RMSC5102 2020S Exercise for General Simulation
LEUNG Man Fung, Heman
Random variable generation
Exercise
Consider the quadratic random variable \(X\) with pdf: \[
\begin{aligned}
f_X(x) &=
\left\{
\begin{array}{ll}
\frac{3}{64} (x-2)^2 &, x \in [-2,2] \\
0 &, x \notin [-2,2]
\end{array}
\right. \\
\end{aligned}
\] Propose an inverse transform algorithm and acceptance-rejection algorithm using \(Y \sim N(0,1)\) to generate \(X\)
(modified from RMSC4001 2014S final Q3)
Solution
Note that for \(x \in [-2,2]\), \[
\begin{aligned}
F_X(x) &= \int_{-2}^x \frac{3}{64} (t-2)^2 dt \\
&= \left[ \frac{1}{64} (t-2)^3 \right]_{-2}^x \\
&= \frac{1}{64} (x-2)^3 +1 \\
U = \frac{1}{64} (X-2)^3 +1 \implies (X-2)^3 &= 64U-64 \\
X &= (64U-64)^{\frac{1}{3}} +2
\end{aligned}
\] Hence the inverse transform algorithm is as follows:
1) Generate \(U \sim U(0,1)\)
2) Set \(X = (64U-64)^{\frac{1}{3}} +2\)
We verify the algorithm with the following R implementation:
n = 10000
U = runif(n)
X = -(64-64*U)^(1/3)+2 #R cannot handle cube root of negative
hist(X, freq=F)
px = seq(-2,2,by=0.01)
py = 3/64*(px-2)^2
lines(px, py, col="blue") #add target pdf of X
For the acceptance-rejection algorithm, note that \[
\begin{aligned}
f_Y(y) &= \frac{1}{\sqrt{2\pi}} e^{-\frac{1}{2} y^2} \\
\frac{f_X(y)}{f_Y(y)} &=
\left\{
\begin{array}{ll}
\frac{3\sqrt{2\pi}}{64} (y-2)^2 e^{\frac{1}{2} y^2} &, y \in [-2,2] \\
0 &, y \notin [-2,2]
\end{array}
\right. \\
c = \max_y \frac{f_X(y)}{f_Y(y)} &= \frac{f_X(-2)}{f_Y(-2)} = \frac{3 e^2 \sqrt{2\pi}}{4}
\end{aligned}
\] since \((y-2)^2\) is decreasing for \(y \in [-2,2]\) while \(e^{\frac{1}{2} y^2}\) is maximized at \(y=-2\) and \(y=2\). Hence the algorithm is as follows:
1) Generate \(Y \sim N(0,1)\)
2) If \(Y \notin [-2,2]\), return to step 1 (due to different support)

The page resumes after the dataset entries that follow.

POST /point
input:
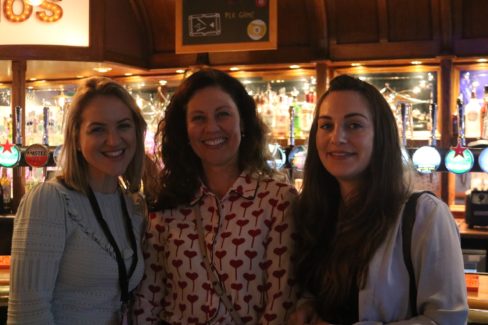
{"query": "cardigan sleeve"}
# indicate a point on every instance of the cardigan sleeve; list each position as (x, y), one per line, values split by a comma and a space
(150, 292)
(37, 248)
(438, 266)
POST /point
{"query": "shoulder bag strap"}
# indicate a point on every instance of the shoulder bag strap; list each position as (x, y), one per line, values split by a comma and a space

3) Generate \(U \sim U(0,1)\)
4) If \(U \leq \frac{1}{c} \cdot \frac{f_X(Y)}{f_Y(Y)} = \frac{1}{16} (Y-2)^2 e^{\frac{1}{2} Y^2-2}\), set \(X=Y\). Otherwise return to step 1
We verify the algorithm with the following R implementation:
# Use result of the above
X = vector(length=n)
for (i in 1:n)
{
repeat
{
repeat
{
Y = rnorm(1)
if (Y >= -2 && Y <= 2)
break
}
U = runif(1)
if (U <= 1/16 *(Y-2)^2 *exp(0.5*Y^2-2))
{
X[i] = Y
break
}
}
}
hist(X, freq=F)
lines(px, py, col="blue")
Antithetic variables
Exercise
Consider an arithmetic floating strike Asian put option which payoff is \(\max(A_T-S_T, 0)\), where \(S_T\) is the terminal price of the underlying asset and, for \(t_{j+1}-t_j = \Delta t, j=0,1,...,n\) and \(t_n=T\), \[
A_{t_m} = \frac{1}{m} \sum_{j=1}^m S_{t_j},\quad \forall1 \leq m \leq n
\] Suppose that \(T=1, n=12, r=0.02, \sigma=0.4, S_0=100\) and the underlying asset price follows GBM. Propose an algorithm with antithetic variables to value this Asian option
(modified from RMSC4001 2015S final Q5)
Solution
Note that \(\Delta t = \frac{1}{12}\). The algorithm is as follows:
1) Generate \(Z_j \sim N(0,1)\) for \(j=1,..,n\)
2) Set \(S_{t_j}^{(i)} = S_{t_{j-1}}^{(i)} \exp \left[ (r-\frac{1}{2} \sigma^2) \Delta t +\sigma \sqrt{\Delta t} Z_j \right]\) for \(j=1,..,n\)
3) Set \(S_{t_j}^{(m+i)} = S_{t_{j-1}}^{(m+i)} \exp \left[ (r-\frac{1}{2} \sigma^2) \Delta t -\sigma \sqrt{\Delta t} Z_j \right]\) for \(j=1,..,n\)
4) Repeat step 1 to 3 for \(i=1,...,m\)
5) Compute \(A_T^{(i)} = \frac{1}{n} \sum_{j=1}^n S_{t_j}^{(i)}\) for \(i=1,...,2m\)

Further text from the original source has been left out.